Different gods embody different moralities. In the polytheistic-pantheistic religious cosmology that the Chinese martial arts come out of, morality is modular. Each cult to an individual god comes with a kind of pre-package code of conduct and an orientation towards knowledge and being. If you do not like the package, or it is not 'working' for you, switch it out with another deity. Guanyin, Guangong, Sun Wukong, Yei Fei, Nezha, Xi Wangmu, Wusheng Laomu, and hundreds of others. You can also go with an Immortal like Zhang Sanfeng or Lu Dongbin, or even a Fox spirit, since foxes are the one animal that can cultivate the Golden Elixir.

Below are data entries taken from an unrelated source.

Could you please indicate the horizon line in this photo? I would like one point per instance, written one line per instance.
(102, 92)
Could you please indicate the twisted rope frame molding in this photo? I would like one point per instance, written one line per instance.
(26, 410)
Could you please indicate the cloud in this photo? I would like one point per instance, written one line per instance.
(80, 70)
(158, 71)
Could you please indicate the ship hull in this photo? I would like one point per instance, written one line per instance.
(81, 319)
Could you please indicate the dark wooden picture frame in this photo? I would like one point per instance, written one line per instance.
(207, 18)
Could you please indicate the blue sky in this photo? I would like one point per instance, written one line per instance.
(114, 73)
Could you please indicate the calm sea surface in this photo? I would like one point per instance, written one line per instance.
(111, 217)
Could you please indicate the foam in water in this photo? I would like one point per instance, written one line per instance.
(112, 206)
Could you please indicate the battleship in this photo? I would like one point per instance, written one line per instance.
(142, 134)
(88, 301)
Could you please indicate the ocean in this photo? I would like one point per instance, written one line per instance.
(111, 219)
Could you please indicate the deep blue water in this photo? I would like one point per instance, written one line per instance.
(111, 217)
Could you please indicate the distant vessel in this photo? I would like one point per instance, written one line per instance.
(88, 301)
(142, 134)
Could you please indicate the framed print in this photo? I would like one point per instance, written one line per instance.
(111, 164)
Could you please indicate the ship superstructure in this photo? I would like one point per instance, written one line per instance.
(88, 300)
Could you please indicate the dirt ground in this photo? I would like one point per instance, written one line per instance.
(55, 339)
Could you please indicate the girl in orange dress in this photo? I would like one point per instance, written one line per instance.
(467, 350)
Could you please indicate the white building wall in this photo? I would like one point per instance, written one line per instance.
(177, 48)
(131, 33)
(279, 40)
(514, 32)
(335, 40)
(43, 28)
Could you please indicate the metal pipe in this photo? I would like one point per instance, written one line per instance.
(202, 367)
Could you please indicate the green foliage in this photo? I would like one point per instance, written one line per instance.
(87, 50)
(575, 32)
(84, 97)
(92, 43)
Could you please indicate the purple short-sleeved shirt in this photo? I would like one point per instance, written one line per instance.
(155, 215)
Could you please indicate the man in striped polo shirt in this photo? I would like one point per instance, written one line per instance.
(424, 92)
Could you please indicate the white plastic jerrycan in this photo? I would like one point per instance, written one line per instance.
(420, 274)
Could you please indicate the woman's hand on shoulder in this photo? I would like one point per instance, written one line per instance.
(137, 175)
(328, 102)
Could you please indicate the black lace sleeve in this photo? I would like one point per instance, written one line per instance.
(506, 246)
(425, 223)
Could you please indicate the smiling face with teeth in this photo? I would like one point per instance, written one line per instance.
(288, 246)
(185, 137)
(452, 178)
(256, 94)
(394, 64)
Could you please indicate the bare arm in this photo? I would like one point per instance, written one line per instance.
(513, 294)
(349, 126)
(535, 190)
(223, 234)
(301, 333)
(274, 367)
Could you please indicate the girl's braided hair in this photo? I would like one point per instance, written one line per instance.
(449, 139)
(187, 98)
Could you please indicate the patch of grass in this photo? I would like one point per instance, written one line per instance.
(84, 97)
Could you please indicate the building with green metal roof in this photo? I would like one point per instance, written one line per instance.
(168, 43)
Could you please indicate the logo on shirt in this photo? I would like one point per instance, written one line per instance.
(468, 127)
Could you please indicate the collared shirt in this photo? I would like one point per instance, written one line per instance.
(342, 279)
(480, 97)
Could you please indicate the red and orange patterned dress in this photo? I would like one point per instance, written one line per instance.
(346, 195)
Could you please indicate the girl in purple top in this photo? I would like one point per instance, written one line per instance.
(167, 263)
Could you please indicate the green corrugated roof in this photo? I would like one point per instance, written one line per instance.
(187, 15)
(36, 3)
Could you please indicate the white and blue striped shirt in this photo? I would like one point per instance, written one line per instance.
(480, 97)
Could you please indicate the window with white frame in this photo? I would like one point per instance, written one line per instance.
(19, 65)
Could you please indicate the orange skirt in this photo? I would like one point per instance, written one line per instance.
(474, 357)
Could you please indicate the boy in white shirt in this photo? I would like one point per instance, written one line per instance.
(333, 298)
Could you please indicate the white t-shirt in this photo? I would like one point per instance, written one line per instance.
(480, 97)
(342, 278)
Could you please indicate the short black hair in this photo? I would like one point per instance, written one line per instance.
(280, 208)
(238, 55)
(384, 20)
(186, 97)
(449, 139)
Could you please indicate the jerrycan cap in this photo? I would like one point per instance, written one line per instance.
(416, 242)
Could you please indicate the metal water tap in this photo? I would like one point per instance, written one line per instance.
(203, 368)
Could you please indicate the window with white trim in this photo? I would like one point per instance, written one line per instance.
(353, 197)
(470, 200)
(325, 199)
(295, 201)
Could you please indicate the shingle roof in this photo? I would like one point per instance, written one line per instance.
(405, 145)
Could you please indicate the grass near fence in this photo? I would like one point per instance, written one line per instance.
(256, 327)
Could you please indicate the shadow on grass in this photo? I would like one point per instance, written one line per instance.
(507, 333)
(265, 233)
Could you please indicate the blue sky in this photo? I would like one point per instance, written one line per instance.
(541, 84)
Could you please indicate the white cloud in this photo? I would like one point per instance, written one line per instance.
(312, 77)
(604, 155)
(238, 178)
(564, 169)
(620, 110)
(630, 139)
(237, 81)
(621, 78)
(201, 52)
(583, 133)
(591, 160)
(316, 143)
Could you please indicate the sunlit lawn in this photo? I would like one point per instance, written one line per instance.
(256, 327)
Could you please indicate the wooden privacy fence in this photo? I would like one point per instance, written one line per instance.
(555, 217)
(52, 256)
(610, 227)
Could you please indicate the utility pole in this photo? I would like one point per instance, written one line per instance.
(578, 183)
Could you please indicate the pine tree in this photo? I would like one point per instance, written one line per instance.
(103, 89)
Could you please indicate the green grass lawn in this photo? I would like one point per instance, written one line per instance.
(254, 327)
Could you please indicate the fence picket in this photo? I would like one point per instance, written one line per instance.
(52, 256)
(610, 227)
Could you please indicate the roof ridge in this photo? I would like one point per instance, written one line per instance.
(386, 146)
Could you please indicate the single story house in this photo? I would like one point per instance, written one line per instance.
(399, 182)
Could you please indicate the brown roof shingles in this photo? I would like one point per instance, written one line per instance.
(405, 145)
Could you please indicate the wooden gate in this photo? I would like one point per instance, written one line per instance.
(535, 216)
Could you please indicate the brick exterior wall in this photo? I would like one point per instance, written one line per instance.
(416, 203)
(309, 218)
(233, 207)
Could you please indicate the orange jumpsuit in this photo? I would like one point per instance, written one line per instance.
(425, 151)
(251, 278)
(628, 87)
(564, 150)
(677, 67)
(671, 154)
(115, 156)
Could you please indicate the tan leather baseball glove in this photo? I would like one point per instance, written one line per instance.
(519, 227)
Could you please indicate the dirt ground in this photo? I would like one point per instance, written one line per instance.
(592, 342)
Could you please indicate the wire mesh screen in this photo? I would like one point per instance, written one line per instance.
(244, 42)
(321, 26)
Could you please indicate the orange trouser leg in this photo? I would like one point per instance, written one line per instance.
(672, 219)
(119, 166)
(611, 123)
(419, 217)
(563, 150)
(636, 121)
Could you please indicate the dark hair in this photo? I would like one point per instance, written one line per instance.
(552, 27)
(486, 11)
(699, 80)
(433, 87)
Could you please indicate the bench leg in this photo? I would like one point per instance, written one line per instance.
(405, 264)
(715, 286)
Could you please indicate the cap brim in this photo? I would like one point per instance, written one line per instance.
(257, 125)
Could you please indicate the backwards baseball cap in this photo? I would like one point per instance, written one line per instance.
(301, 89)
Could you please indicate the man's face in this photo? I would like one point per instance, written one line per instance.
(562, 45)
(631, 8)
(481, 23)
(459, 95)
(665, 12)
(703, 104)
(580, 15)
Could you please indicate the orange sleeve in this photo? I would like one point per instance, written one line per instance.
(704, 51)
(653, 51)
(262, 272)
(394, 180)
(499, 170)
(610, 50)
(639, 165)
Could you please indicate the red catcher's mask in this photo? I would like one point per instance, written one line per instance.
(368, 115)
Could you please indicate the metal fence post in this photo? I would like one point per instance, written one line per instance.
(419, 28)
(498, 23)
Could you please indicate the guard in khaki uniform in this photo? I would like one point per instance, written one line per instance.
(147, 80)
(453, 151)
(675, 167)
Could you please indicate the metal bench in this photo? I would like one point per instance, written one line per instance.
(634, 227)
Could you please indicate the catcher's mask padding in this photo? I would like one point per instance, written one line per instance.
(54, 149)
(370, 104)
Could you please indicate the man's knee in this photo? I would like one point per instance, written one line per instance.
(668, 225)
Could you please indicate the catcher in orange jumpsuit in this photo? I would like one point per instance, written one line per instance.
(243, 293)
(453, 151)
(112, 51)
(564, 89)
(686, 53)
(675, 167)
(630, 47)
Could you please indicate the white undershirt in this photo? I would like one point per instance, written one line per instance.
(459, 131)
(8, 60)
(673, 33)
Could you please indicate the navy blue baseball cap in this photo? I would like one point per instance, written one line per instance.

This is a perfect backdrop for understanding why the Chinese state wanted to regulate the kinds of cults were allowed to exist. The state accepted the modular nature of morality, but they wanted to manage the unruly packages. For example, no vampire or werewolf cults were allowed. A large cult was potentially dangerous. A small weird cult was potentially dangerous too. At some point in the first 300 years of the Daoist religion (before 350 CE) the state realized that Daoists were ideally suited to play this regulatory role. For most of the last 1700 years, Daoists have been the main official government regulators of religion. We might even say that Daoists are a type of celestial bureaucracy that survived across eight dynasties. They used the ideas of the Daodejing to do this. At times in this long history, Buddhists and other ritual experts took on the job too. 

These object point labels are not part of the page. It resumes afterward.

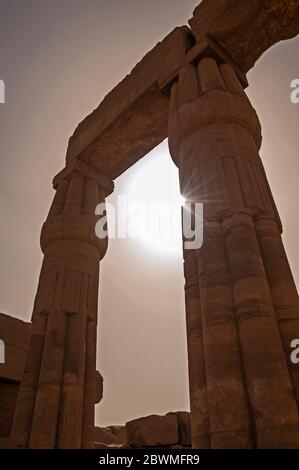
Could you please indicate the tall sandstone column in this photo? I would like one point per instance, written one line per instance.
(241, 301)
(56, 403)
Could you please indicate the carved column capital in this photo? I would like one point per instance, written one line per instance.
(79, 188)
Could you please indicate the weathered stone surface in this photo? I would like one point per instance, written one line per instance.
(15, 334)
(8, 399)
(184, 425)
(239, 328)
(56, 402)
(111, 435)
(246, 29)
(99, 387)
(153, 431)
(132, 119)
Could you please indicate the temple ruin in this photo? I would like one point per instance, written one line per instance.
(242, 306)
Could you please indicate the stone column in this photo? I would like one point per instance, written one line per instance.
(56, 403)
(242, 298)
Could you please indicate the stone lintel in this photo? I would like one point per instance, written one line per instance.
(132, 118)
(246, 28)
(205, 47)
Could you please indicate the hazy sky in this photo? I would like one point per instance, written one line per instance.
(58, 59)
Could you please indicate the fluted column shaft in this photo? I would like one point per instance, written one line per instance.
(55, 408)
(246, 308)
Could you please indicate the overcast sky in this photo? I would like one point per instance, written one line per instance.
(58, 59)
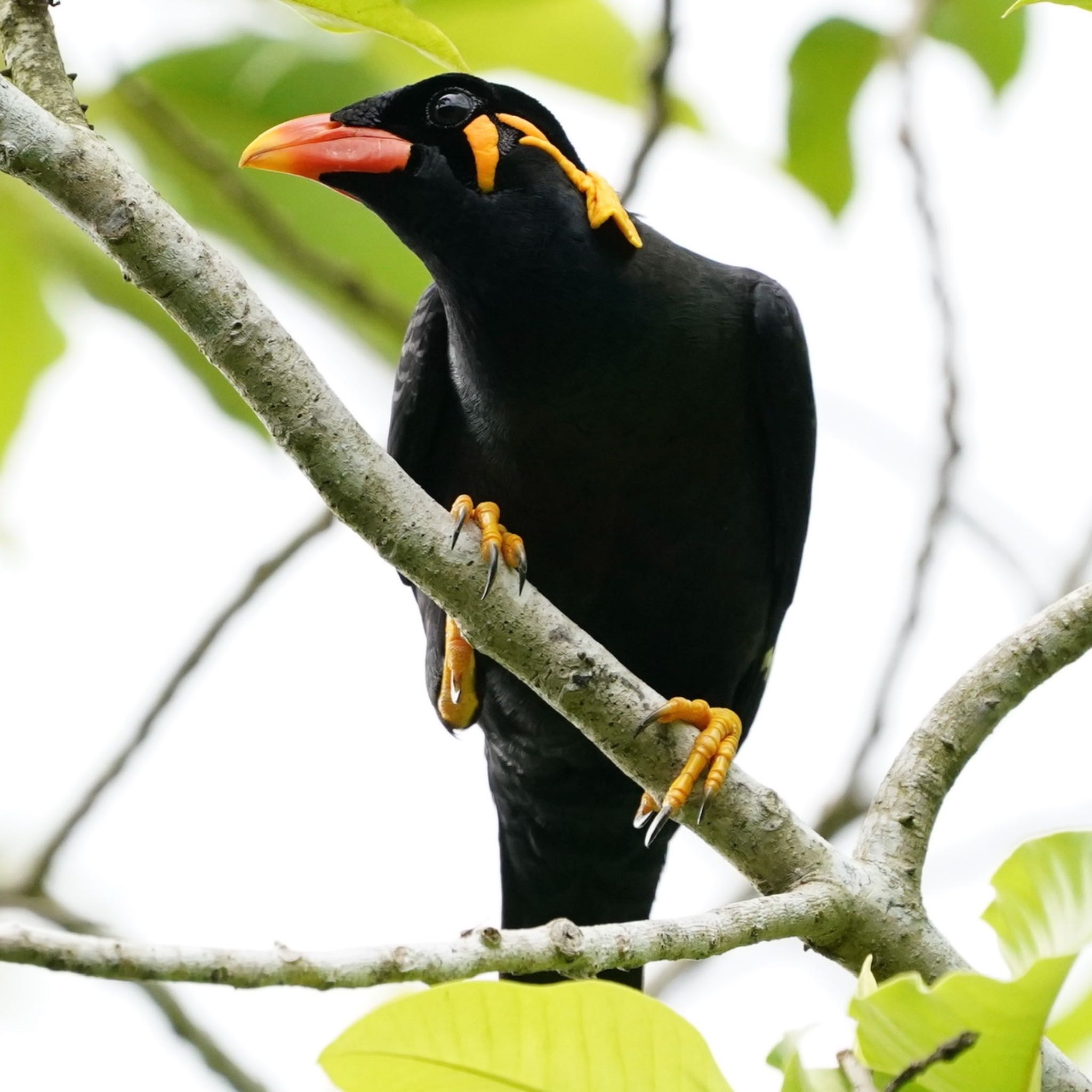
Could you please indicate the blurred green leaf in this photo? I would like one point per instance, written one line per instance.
(209, 104)
(995, 46)
(32, 341)
(1042, 913)
(1043, 901)
(52, 251)
(785, 1057)
(1087, 5)
(904, 1021)
(387, 17)
(480, 1037)
(579, 43)
(1073, 1033)
(827, 70)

Anyway, I had not thought of morality as modular before. Morality can be externalized. It can can be switched out. But probably not as easily as nihilists and existentialists think. Morality needs a package that includes precepts, an orientation towards life, and a group of people who are publicly avowing the same package. But what a fascinating idea that we could switch it up if we lived in a place with many cults.